Pour les agricultrices, la règle de l’équité en matière de représentativité doit devenir la norme et être progressivement étendue aux conseils d’administration des instances agricoles qui reçoivent des financements de l’Etat et/ou des collectivités territoriales. Elles ambitionnent une représentation d’au moins 25% dans les trois prochaines années et d’au moins 30% au terme de cinq ans, voire plus si la réalité locale le justifie. Stéphane Le Foll a estimé la demande justifiée sans toutefois se prononcer sur sa faisabilité. Il a indiqué cependant donner sa réponse sur ce point dans les prochains jours. Autre priorité : rendre égaux tous les exploitants agricoles en matière d’accès aux aides économiques, en particulier celles allouées au titre du deuxième pilier de la Pac. Si les évolutions législatives ont effet amélioré le statut des agricultrices avec la création notamment en 1985 des EARL, qui a permis à un couple d’agriculteurs d’avoir chacun un statut de chef d’exploitation, les règles qui régissent la mise en œuvre des soutiens publics du deuxième pilier de la Pac ne permettent pas de prendre en compte l’ensemble des associés au sein d’une même exploitation, a dénoncé la commission syndicale. L’indemnité compensatoire de handicaps naturels est ainsi plafonnée à 50 hectares par exploitation située en zone de montagne défavorisée, « or, ce plafond ne tient pas compte du nombre d’exploitants ayant chacun un statut de chef d’exploitation sur ladite exploitation, a expliqué Karen Serres. Un couple d’agriculteurs reçoit donc la même aide qu’un exploitant individuel : ceci est perçu comme une véritable discrimination, notamment pour les agricultrices installées dans le cadre d’une EARL avec leur conjoint ». Dans plus de 80% des cas, la deuxième personne à s’installer en EARL est une femme. Même iniquité pour les mesures agro-environnementales, soulignent les agricultrices, lorsqu’elles font l’objet d’un plafonnement des surfaces engagées. Stéphane Le Foll a considéré la question « assez juste », mais la France a l’un des seconds piliers les plus faibles d’Europe, a-t-il rappelé avant d’ajouter que cela dépendrait aussi de « ce que l’on va obtenir, une fois le budget global fixé, au premier et deuxième pilier ».

Faciliter l’accès des femmes à certains cursus

Les agricultrices ont aussi demandé le réexamen des modalités de leur retraite, notamment « une forfaitisation de la bonification pour enfant tout régime confondu » car le système actuel – un pourcentage basé sur la retraite perçue – pénalise les petites pensions, qui sont précisément leur lot.
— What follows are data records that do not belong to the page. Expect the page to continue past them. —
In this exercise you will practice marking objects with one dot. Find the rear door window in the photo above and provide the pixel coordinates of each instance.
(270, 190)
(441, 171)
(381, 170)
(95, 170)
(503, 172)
Les retraites agricoles seront débattues au printemps 2013, a répondu le ministre de l’Agriculture, lors d’un débat national sur les retraites en France. Deux réflexions sont en cours : sur l’amélioration des droits combinés aux pensions de réversion ainsi que sur les possibilités de rendre obligatoire les retraites complémentaires pour les conjoints et les aides familiaux. Autre engagement de Stéphane Le Foll : dans la loi d’avenir pour l’agriculture, un volet sera consacré à l’enseignement agricole et aux femmes qui peinent à accéder à certaines filières. Enfin en matière d’installation, il est nécessaire de notamment prendre en considération les spécificités liées aux femmes, qui s’installent en général sept ans plus tard que les hommes. Plus globalement, la commission des agricultrices de la FNSEA veut qu’une réflexion soit conduite avec le ministère des Droits des femmes et celui de l’Agriculture pour valoriser le métier de l’agricultrice et promouvoir la mixité dans la profession.